To first determine if the error was due to the injection of faulty code on my part to somewhere in the Spring configurations, I went ahead and ran the test suites independently. The result was a bit infuriating, they both passed. When I ran the two classes sequentially, the error was reproduceable. So it seems that the issue is somewhere in the code I have written.

The first step to finding out where exactly is causing the issue was to try to clean up the Spring context. Spring has a pretty nifty feature if you’re using the SpringJunit4ClassRunner that allows you to reset the application context after it has been dirtied. By using the @DirtiesContext annotation, Spring will clear up the application context either after every method invocation or after the class has completed running.

Unfortunately for my case, even with the @DirtiesContext annotation, the unit tests were still failing with the same stack trace.

Setting up breakpoints

At first thought, the best place to start debugging would be to check where we are attempting to connect to.
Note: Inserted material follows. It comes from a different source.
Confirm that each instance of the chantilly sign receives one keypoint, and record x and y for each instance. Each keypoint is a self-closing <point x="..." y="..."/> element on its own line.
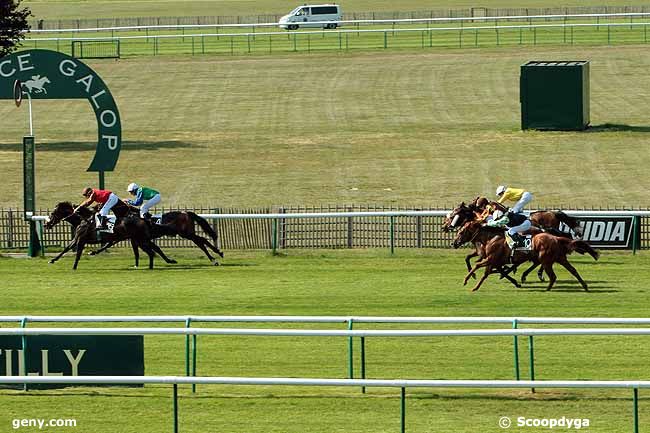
<point x="49" y="74"/>
<point x="65" y="355"/>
Not knowing exactly how the spring-ws testing framework is set up, I decided to debug the connection at the JaxWsPortClientIntercepter. When I ran the tests, I found that we were attempting to connect to http://localhost:8080. When I did a curl http://localhost:8080, curl returned to me that the connection was indeed refused.

Now that I found out that was the source of the connection refusal, I checked to see if any process was running that uses port 8080. I ran the test suite standalone (the one that works), and no process ever spawned that listens on 8080. I then reran the failing test combination and still no process ever spawned. So, somehow the framework is actually connecting to the endpoint without having to spawn a process that listens to port 8080!
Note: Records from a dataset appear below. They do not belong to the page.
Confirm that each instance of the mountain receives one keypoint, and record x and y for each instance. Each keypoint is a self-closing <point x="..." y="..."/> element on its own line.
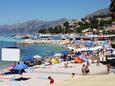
<point x="29" y="26"/>
<point x="104" y="11"/>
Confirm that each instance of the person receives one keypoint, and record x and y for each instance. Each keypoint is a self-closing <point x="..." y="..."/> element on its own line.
<point x="51" y="80"/>
<point x="85" y="69"/>
<point x="73" y="74"/>
<point x="108" y="68"/>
A little experiment with the Mac class

My attention now turned to the Mac class that was the source of the issue. When I attempted to load the source code into my IDE, Intellij, I was unable to view the source since my JDK wasn’t compiled with debug symbols. After finding a more appropriate JDK, I was able to load the source code. However, nothing was of interest in the method I was calling, Mac.instanceOf(). Therefore, I decided to take a closer look at how JaxWsPortClientInterceptor works.

A closer look at Java’s URL API

In JaxWsPortClientInterceptor, I discovered that the way it connects to an endpoint is by loading up the WSDL and then uses the Java URL API to connect to it.

Thinking that the issue may be in the way URL is being used, I loaded up the source in a debugger. After stepping through the code several times, I found that the way URL works is that whenever it finds a new protocol schema, it will add it to a HashTable of protocol handlers. This protocol handler list is static and thus accesible to all instances of URL.

Knowing this, I loaded up what the HashTable contains on both the failing unit test and the passing ones.

What I found was that in the passing test, the handler for HTTP is ThreadLocalMockHttpUrlConnection whereas when the test fails, it is sun.net.www.protocol.http.Handler. It seems that whenever the failing test combination runs, something is causing the Handler to be set as the Sun implementation of HTTP Handler! This of course causes a live attempt to connect to http://localhost:8080 which will cause the Connection Refused!

Knowing this, I went back to the Mac class and lo and behold, I found where the Handler was being added. Take a look here at JceSecurity. It seems that due to security, they want to statically connect to http://null.sun.com. Due to this, the HTTP Handler gets added and will later on be used to connect to our fake endpoint.

To get around this, there were a couple options.

  1. Somehow clear the handler HashTable
  2. Workaround the whole issue by changing the endpoint in my WSDL from http to https

Since URL didn’t provide any means to clear the table in any clean fashion, I decided that since this is a mere test, I’d simply change the http to https and be done with it. The tests then passed.

So it took about a good day’s worth of work to figure out this out only to realize you can fix it by adding one single character. It’s just one of those days.